Public Interest Journalism funded through NZ On Air
Cook Islanders in Rotorua are on a mission to revitalise their community following concerns about their youth losing touch with the culture.
A Cook Islands cultural group called Te Pua Inano is helping to bring new life to their community in Rotorua.
Group leader Tere Mitchell-Piua started the group in 2019 in response to a growing need to teach Cook Islands youth in Rotorua about their culture.
“Something is missing for us as New Zealand born [and] It’s filling up the void that we were unable to grow up with,” she says
Tere herself is Rotorua born and bred. Her parents migrated from the Cook Islands to Rotorua in the 1970s to work at the Waipa Sawmill.
While Pacific migrants viewed New Zealand as ‘the land of milk and honey’, Tere says her upbringing was, at times, traumatising.
“I was the outsider because we would get called coconut, get called bunga, ‘what are you doing here? This is our home.
“I had to find my place. I had to prove myself. My dad had to prove himself worthy to be here in this community, here in New Zealand, in Rotorua.”
The Cook Islands community at the time was tight-knit, especially as homesickness began to set in. Children like Tere benefited from the ongoing exposure to the culture.
“Mamas [would] come and make their tivaevae and do their arts and crafts, and we were the little babies. Then there was the school that established the punanga reo,” Tere says.
Many elders have moved on, and the onus has fallen on Tere’s generation to carry on their legacy by keeping the community strong.
Marina Torope is one of the group leaders for Te Pua Inano. Like Tere, Marina is Rotorua born and bred but had lived in Australia for two decades, returning in 2017.
“Suppose if there weren’t a group here, we would’ve lost our culture,” she says.
“You know I learned it from here, but then coming back and seeing not a lot of culture, that kind of saddened me, so in a way, I am glad I did come back.”
Outside the group, two businesses have been making Cook Islands culture more accessible in Rotorua.
One business, called Norm’s Crafts, sells traditional arts and crafts. The other, Rutah’s Kukihut, dishes up Cook Islands cuisine.
Husband and wife duo Norm and Ruta Metuataopu launched the businesses two years ago, and they have significantly impacted the broader community ever since.

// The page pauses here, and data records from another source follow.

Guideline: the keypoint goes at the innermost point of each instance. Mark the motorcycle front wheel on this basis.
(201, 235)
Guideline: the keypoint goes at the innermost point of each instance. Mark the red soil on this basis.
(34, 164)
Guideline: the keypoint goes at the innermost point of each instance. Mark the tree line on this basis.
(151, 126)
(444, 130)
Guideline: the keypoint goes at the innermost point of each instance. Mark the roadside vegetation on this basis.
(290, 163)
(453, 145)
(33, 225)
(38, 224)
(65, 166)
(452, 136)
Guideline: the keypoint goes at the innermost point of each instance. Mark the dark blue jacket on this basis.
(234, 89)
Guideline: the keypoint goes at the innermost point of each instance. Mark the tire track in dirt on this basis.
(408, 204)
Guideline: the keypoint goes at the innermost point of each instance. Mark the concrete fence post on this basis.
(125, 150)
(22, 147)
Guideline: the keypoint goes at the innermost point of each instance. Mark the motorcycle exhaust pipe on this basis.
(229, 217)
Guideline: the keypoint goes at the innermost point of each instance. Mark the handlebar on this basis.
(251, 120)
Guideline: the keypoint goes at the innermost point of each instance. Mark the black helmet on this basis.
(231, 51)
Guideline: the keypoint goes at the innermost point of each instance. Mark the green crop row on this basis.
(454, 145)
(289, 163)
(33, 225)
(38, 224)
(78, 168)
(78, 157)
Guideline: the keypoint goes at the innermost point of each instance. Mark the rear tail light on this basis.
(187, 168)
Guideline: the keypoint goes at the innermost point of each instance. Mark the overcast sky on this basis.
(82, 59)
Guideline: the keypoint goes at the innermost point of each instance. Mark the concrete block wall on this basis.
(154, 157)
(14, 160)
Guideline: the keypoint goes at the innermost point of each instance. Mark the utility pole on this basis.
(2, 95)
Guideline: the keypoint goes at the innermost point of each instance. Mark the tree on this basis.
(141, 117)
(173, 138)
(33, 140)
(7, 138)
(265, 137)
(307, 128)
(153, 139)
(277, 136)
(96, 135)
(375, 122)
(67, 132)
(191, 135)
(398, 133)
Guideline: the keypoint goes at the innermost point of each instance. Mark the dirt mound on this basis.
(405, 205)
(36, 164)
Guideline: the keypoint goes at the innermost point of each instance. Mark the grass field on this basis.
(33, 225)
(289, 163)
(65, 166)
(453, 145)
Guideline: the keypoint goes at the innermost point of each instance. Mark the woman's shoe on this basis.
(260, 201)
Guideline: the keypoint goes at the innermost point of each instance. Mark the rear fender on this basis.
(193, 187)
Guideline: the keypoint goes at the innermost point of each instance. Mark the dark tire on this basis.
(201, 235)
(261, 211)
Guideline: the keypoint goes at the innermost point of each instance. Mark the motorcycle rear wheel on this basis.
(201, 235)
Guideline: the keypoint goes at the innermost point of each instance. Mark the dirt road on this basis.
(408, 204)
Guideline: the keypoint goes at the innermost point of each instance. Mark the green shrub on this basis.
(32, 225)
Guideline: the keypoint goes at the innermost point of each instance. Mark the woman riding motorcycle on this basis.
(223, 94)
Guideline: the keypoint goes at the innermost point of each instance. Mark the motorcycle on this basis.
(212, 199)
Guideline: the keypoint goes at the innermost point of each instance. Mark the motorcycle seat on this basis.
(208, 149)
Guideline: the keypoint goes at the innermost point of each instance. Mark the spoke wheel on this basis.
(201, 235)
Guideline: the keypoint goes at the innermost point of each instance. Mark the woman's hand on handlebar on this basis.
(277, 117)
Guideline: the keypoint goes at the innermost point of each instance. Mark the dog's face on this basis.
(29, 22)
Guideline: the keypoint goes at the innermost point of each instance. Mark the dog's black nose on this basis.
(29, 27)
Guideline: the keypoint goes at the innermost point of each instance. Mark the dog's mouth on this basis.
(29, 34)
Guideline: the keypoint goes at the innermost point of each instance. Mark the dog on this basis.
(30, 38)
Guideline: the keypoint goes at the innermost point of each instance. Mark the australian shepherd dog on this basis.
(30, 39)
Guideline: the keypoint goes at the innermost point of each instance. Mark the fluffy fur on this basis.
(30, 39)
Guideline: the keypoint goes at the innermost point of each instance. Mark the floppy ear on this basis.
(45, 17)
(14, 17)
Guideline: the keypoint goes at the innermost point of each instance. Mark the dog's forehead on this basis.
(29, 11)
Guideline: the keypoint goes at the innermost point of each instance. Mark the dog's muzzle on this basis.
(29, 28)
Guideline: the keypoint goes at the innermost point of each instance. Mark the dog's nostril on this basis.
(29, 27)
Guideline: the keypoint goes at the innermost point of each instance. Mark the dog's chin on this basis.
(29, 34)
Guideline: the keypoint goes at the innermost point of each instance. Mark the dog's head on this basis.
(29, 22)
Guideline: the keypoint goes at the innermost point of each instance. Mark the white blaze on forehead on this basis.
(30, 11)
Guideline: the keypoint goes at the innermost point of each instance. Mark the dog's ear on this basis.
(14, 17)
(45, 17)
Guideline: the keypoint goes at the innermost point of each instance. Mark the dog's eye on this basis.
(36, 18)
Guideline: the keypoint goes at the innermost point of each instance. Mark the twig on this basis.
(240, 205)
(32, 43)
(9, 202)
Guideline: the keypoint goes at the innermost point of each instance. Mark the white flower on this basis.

But Ruta says it also operates as a home away from home for Cook Islanders in the region. They travel to Rotorua from as far away as Tokoroa, Whakatane and Tauranga to buy her products.
“I do miss home, so bringing culture, our food and all of these, the flowers, it just feels like home,” she says.
Ruta is also doing her bit to keep the culture alive by using her business to teach locals how to make arts and crafts.
“My mum and dad used to say that if you want to be a dancer, you have to learn how to do your costume, so I have learnt all of that and for me to pass my knowledge to my children is very important.”